So, there have been approximately a godzillion zombie movies made over the years, and a goodly number of those just in the last few years. And there have been quite a number of very creative ones (Shaun of the Dead, Fido, 28 Days Later, but no, NOT the remake of Dawn of the Dead). Likely about to disappear from a theatre near you is one of the most interesting variation of late: Pontypool.
Directed by Bruce McDonald (most recently of The Tracey Fragments), and scripted by Tony Burgess (adapting a section of his novel Pontypool Changes Everything), Pontypool takes place in the eponoymous town, somewhere in the snowy wastes of rural Ontario. Grant Mazzy (erstwhile Nite-Owl I Stephen McHattie) is a former shock jock, turfed from his big city job, and now stuck hosting the morning show out here in the middle of nowhere. After a disturbing encounter with a babbling woman on his pre-dawn drive to work, he settles in behind the microphone to start his shift. Little by little, he and the station’s crew of two (Lisa Houle and Georgina Reilly) discover that something really, really bad is happening in and around the town. What that bad thing is, of course, is your basic zombie apocalypse.
This might not sound terribly original, based on what I’ve written so far, but bear with me. In the first place, pretty much the entirety of the film takes place inside broadcasting studio — a single room with a sound booth. There are a few brief moments where we leave these confines, but otherwise, it would be easy to imagine a stage production of the story. Such a tactic can make viewers feel claustrophobic and constrained, which is exactly what happens here, but that is exactly how one should feel, much as the characters do. They become more and more frightened and frustrated as they sense enormous events going on just outside their walls, but they can’t leave, and they have no windows, and so the only way they can find out what is happening is through their medium: radio. In other words, language, not images, are their only resource.
And that brings us to the truly original conceit of the film: the means of contagion. The virus is not airborne; it is not transmitted through biting, or scratching, or through blood. It is the English language itself that is infected. Speak the wrong word, and one’s transformation begins.
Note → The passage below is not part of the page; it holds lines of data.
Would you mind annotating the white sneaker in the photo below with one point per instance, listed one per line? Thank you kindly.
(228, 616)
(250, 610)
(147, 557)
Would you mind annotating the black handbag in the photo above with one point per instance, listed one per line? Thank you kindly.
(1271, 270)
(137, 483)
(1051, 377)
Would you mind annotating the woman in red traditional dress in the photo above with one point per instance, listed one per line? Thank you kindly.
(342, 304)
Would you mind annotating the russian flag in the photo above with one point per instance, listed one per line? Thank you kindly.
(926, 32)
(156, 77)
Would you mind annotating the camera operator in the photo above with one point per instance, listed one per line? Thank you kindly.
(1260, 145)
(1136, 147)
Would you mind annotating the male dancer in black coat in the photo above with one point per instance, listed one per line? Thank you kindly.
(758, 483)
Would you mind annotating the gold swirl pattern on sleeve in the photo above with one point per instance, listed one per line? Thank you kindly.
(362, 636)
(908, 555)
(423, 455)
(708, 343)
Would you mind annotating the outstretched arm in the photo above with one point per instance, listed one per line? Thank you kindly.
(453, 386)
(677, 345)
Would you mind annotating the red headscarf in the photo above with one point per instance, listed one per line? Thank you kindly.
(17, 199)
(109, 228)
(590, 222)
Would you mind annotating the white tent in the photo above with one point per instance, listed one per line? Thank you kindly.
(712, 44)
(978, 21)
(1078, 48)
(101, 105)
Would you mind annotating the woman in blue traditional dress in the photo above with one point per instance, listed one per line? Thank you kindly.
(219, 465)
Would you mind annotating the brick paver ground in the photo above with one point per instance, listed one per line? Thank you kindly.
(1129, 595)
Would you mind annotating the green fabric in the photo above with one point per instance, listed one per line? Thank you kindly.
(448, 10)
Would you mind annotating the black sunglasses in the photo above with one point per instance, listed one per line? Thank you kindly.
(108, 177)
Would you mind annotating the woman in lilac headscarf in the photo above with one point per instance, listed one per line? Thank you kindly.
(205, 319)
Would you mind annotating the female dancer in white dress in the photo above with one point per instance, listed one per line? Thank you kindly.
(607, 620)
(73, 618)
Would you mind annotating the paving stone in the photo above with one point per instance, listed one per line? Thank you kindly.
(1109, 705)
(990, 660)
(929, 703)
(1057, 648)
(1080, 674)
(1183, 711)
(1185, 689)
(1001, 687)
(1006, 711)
Howzat for high concept? Very postmodern, very thought-provoking. Also very funny (check out the protagonists’ recourse to speaking broken French to avoid contamination, thus marking the film as distinctively Canadian). Also very scary – accept the premise, and then realize just what an incredible level of vulnerability that implies.
Is the film a complete success? I hesitate on this point. I’m not sure that the rules of the concept were fully worked out, and so the climax becomes a bit confusing just as it should be most suspenseful. The resolution has some power to it, but exactly what happens in the moments leading up to the closing credits, I’m not sure I could say.
If this is a bit of a stumble, though, it is one brought about by the enormous virtue of originality, ambition and intelligence that powers the film, and so there is no shame in it. It doesn’t alter my determination to urge horror fans one and all to see the film, particularly at the expense of yet another remake.
And don’t worry: there is some very nicely staged gore here, too.